Waiting vs. Patience
I’ve always been impatient: Tapping my foot behind slowpokes in the airport security line, willing people to talk faster during meetings that could have been an email…you know the type. I’m also terrified of being late, which I learned from my father, who never understood that it’s rude to show up to a party 10 minutes before it’s scheduled to begin. (Everyone knows you come late, giving the host a necessary grace period.)
But Carissa Schumacher (one of my spiritual teachers, you can listen to her on the podcast here) explained to me that there is a critical difference between patience and waiting. Waiting carries with it so much expectation—we think we’re being patient, but really we’re waiting. Patience requires a level of faith, a welcoming to the unknown, without prediction, assumptions, or a need for ongoing assurance that you’ll get what you’re “waiting” for.

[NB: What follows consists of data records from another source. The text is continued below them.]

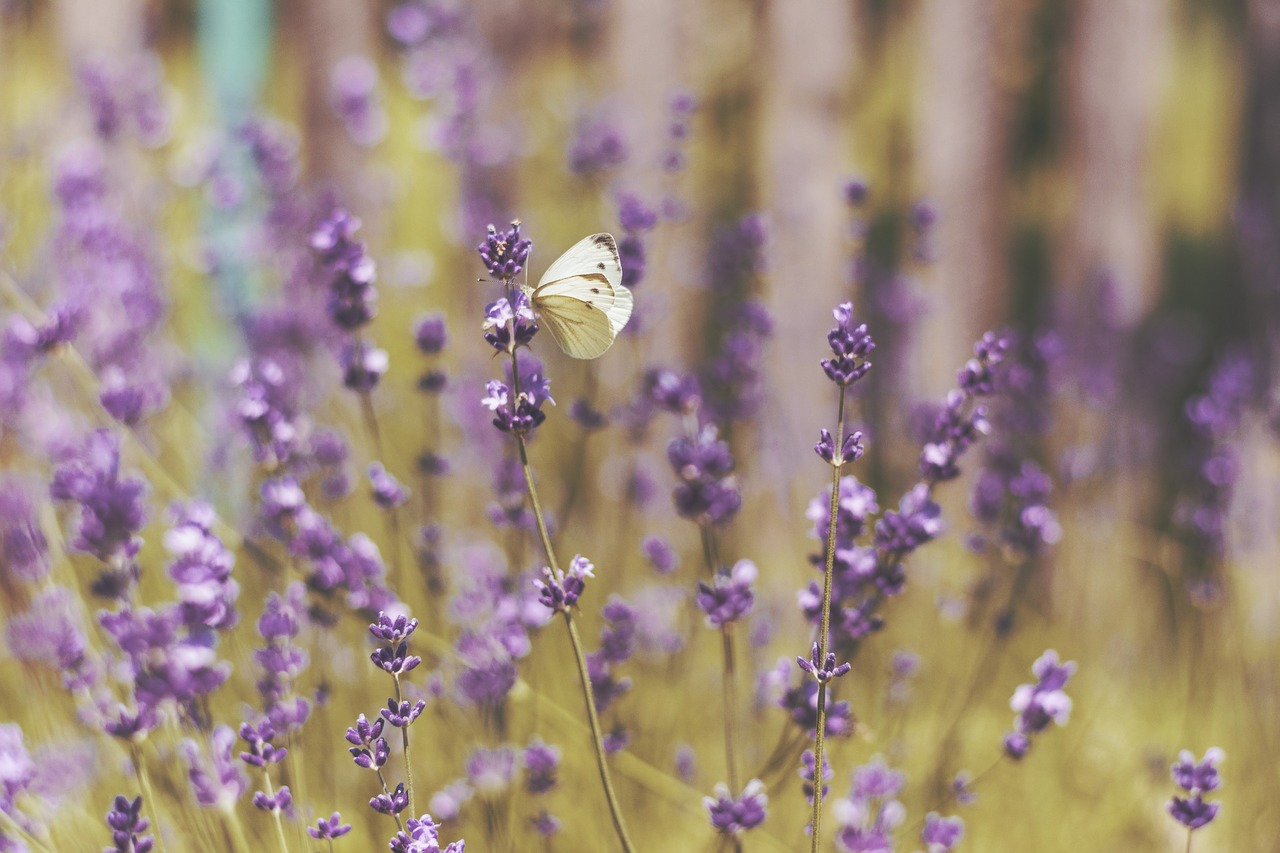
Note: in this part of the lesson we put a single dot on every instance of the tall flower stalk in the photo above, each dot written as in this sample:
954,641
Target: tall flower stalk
510,325
850,345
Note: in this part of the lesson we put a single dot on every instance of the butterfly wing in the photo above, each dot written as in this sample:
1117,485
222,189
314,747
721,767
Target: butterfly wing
581,300
594,255
580,328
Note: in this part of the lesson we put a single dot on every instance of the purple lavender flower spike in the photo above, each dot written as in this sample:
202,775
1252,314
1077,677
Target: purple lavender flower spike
732,816
127,826
680,395
850,346
392,803
730,596
350,272
421,835
823,669
558,591
707,492
1041,703
872,812
504,252
1197,779
362,365
329,828
112,509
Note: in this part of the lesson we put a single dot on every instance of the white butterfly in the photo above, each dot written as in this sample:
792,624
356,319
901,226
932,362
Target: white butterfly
580,297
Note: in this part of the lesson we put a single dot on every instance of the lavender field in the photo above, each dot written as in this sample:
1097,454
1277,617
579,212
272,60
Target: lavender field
639,425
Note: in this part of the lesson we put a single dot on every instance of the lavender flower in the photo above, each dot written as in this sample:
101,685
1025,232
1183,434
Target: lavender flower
823,669
347,270
421,835
112,509
352,94
730,597
329,828
504,252
430,333
558,591
850,345
872,811
1197,780
1041,703
732,816
707,492
362,365
127,826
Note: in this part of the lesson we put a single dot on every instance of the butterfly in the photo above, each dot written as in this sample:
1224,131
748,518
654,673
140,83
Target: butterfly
580,297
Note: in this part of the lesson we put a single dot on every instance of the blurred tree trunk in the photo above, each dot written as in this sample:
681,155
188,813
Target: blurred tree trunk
648,55
328,31
963,138
1116,68
807,69
1256,503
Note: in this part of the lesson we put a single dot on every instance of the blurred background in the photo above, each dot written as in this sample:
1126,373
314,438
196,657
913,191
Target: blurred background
1101,177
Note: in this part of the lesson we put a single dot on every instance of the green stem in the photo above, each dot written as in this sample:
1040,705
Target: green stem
408,765
584,676
275,813
597,735
818,742
147,794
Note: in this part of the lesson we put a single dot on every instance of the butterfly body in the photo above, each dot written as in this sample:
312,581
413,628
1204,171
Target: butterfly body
580,299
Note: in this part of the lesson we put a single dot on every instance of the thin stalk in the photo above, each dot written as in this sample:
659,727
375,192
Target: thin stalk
575,641
818,742
597,737
147,793
408,765
728,674
275,813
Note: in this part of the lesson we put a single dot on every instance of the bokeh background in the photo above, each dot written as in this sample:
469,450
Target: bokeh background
1100,176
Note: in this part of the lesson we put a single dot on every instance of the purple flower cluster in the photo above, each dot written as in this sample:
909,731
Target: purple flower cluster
127,826
1041,703
850,346
351,566
871,813
1197,779
707,492
730,815
353,96
346,269
1010,496
636,219
201,570
282,660
730,596
423,835
1211,461
112,509
520,413
510,323
560,591
504,254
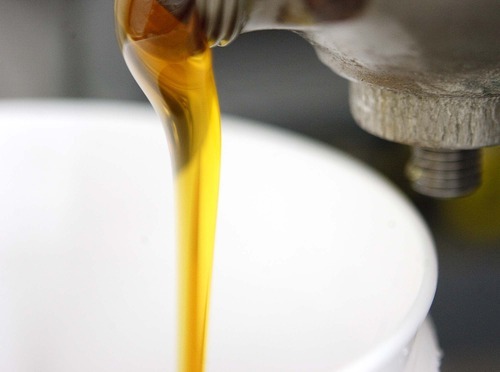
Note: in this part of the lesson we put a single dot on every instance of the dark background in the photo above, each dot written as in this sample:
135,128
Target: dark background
67,48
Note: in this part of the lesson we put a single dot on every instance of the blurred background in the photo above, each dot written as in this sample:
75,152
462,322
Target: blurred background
67,49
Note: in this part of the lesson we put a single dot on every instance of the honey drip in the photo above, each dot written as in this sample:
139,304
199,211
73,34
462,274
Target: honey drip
171,61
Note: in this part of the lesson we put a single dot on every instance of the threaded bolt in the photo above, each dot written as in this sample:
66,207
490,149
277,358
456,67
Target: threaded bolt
444,173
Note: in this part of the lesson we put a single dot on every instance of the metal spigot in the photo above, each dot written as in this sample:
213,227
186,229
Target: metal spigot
424,73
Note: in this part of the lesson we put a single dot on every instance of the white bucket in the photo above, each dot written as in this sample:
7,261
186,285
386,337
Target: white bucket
320,264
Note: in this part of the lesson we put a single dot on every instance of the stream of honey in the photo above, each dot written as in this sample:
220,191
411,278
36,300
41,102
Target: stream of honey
171,61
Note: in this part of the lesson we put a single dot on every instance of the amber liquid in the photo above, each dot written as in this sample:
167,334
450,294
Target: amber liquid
171,61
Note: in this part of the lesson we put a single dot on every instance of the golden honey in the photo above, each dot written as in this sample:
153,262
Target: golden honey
171,61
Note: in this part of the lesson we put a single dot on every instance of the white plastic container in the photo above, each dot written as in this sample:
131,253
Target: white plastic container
320,264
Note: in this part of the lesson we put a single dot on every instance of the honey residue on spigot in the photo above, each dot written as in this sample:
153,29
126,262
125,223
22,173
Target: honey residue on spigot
171,61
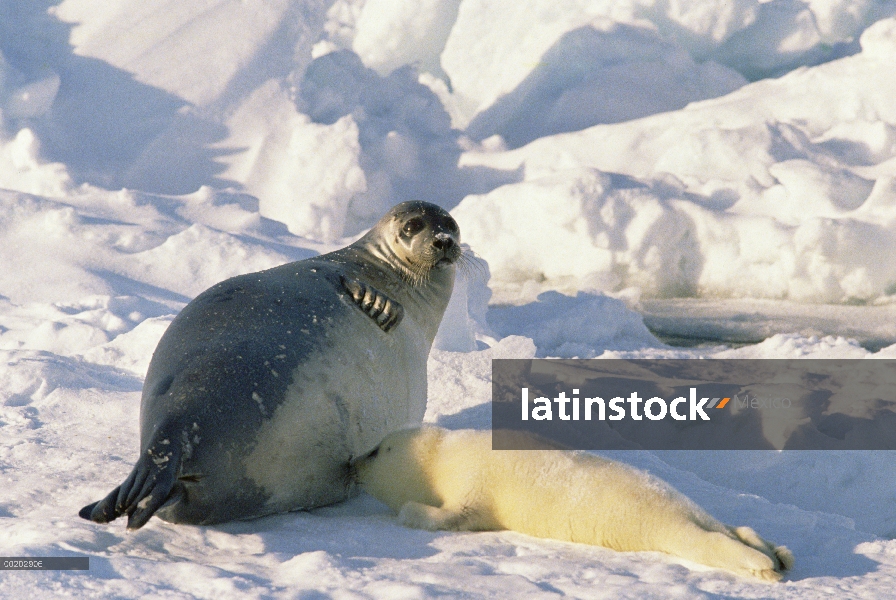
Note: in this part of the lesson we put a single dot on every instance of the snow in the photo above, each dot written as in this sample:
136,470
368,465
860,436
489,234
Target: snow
634,179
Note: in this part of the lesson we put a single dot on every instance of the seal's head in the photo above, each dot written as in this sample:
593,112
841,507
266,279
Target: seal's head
395,472
417,238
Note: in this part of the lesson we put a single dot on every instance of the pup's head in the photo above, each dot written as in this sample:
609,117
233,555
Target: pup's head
398,470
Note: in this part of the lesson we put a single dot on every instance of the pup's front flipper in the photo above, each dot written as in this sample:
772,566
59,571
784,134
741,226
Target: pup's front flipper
385,312
421,516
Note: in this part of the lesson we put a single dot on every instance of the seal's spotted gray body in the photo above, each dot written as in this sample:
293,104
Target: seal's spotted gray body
265,385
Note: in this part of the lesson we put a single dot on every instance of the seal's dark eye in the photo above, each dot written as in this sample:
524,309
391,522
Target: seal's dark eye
413,226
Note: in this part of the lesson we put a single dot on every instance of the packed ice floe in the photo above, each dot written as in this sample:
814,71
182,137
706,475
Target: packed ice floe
628,176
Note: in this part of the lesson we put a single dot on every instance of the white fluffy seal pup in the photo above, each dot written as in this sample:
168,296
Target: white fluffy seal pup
266,384
440,479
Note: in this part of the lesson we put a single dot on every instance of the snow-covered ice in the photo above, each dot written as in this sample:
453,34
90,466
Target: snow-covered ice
637,179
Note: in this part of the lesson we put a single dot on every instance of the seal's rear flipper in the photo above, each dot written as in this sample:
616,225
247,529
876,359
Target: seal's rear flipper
147,488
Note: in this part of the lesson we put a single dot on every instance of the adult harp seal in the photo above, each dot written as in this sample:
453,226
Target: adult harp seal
266,384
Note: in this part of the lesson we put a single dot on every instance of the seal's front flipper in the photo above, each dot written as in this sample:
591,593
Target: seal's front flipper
147,488
386,312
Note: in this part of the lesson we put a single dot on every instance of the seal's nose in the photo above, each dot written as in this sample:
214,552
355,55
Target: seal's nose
443,242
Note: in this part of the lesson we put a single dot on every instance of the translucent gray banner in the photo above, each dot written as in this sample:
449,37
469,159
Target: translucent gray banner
44,563
696,404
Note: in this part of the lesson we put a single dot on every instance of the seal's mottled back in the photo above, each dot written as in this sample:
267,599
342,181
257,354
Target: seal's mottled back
266,384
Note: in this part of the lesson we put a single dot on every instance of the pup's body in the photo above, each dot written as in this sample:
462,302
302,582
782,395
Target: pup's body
440,479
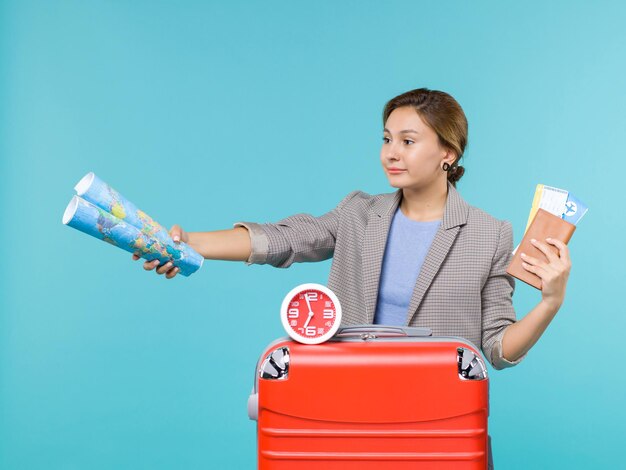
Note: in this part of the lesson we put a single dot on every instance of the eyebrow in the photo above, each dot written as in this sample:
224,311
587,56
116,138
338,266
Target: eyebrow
405,131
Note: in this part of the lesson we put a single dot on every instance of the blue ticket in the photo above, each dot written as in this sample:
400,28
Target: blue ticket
575,209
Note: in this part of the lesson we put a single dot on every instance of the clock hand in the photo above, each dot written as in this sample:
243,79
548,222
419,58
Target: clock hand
306,297
308,319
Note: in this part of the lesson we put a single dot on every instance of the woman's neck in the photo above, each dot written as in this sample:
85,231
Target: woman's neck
424,205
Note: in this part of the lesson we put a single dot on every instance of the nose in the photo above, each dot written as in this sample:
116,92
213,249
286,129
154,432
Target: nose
391,152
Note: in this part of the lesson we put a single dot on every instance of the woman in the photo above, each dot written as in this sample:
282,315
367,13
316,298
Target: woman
420,256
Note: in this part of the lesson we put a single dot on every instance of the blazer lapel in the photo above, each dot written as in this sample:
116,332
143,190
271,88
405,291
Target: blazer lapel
455,215
374,243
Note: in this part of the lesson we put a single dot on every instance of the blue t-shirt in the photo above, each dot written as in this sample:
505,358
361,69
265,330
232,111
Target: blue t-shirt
408,243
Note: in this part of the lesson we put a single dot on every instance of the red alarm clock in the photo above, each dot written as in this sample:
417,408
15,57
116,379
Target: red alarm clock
311,313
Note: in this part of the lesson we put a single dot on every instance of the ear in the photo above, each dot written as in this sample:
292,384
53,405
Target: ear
449,157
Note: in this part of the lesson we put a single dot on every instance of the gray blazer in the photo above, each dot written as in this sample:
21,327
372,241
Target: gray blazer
462,288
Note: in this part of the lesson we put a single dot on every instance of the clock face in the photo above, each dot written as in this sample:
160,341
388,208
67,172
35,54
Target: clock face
311,313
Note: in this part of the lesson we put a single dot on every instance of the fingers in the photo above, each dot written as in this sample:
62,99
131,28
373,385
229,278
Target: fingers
534,268
563,249
150,265
176,232
168,269
552,258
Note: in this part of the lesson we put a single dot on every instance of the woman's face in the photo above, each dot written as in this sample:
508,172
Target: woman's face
409,144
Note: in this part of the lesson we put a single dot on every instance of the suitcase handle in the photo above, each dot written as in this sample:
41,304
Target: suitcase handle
381,331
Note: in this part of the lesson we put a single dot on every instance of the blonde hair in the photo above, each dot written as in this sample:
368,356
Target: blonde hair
443,114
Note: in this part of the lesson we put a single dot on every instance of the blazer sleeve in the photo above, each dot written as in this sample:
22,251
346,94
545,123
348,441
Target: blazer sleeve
295,239
497,301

I am really working hard to cultivate patience, to submit to DST (divine standard time), to letting events unfold in the way they are meant to, without forcing. I’ve found that as I’ve detached from the energy of waiting (with expectation), I’ve become much more clear-eyed about seeing the underlying reason why something happened, or didn’t happen, even if it doesn’t align with what I think I wanted.
It’s a practice though, for sure, but feels like an alchemical key to co-creating with the divine, the universe, etc., which requires letting them take a hand in the unfolding without trying to control the entire process. I’m a work in progress and it’s hard—aforementioned impatience—but so far it hasn’t let me down. Can anyone relate?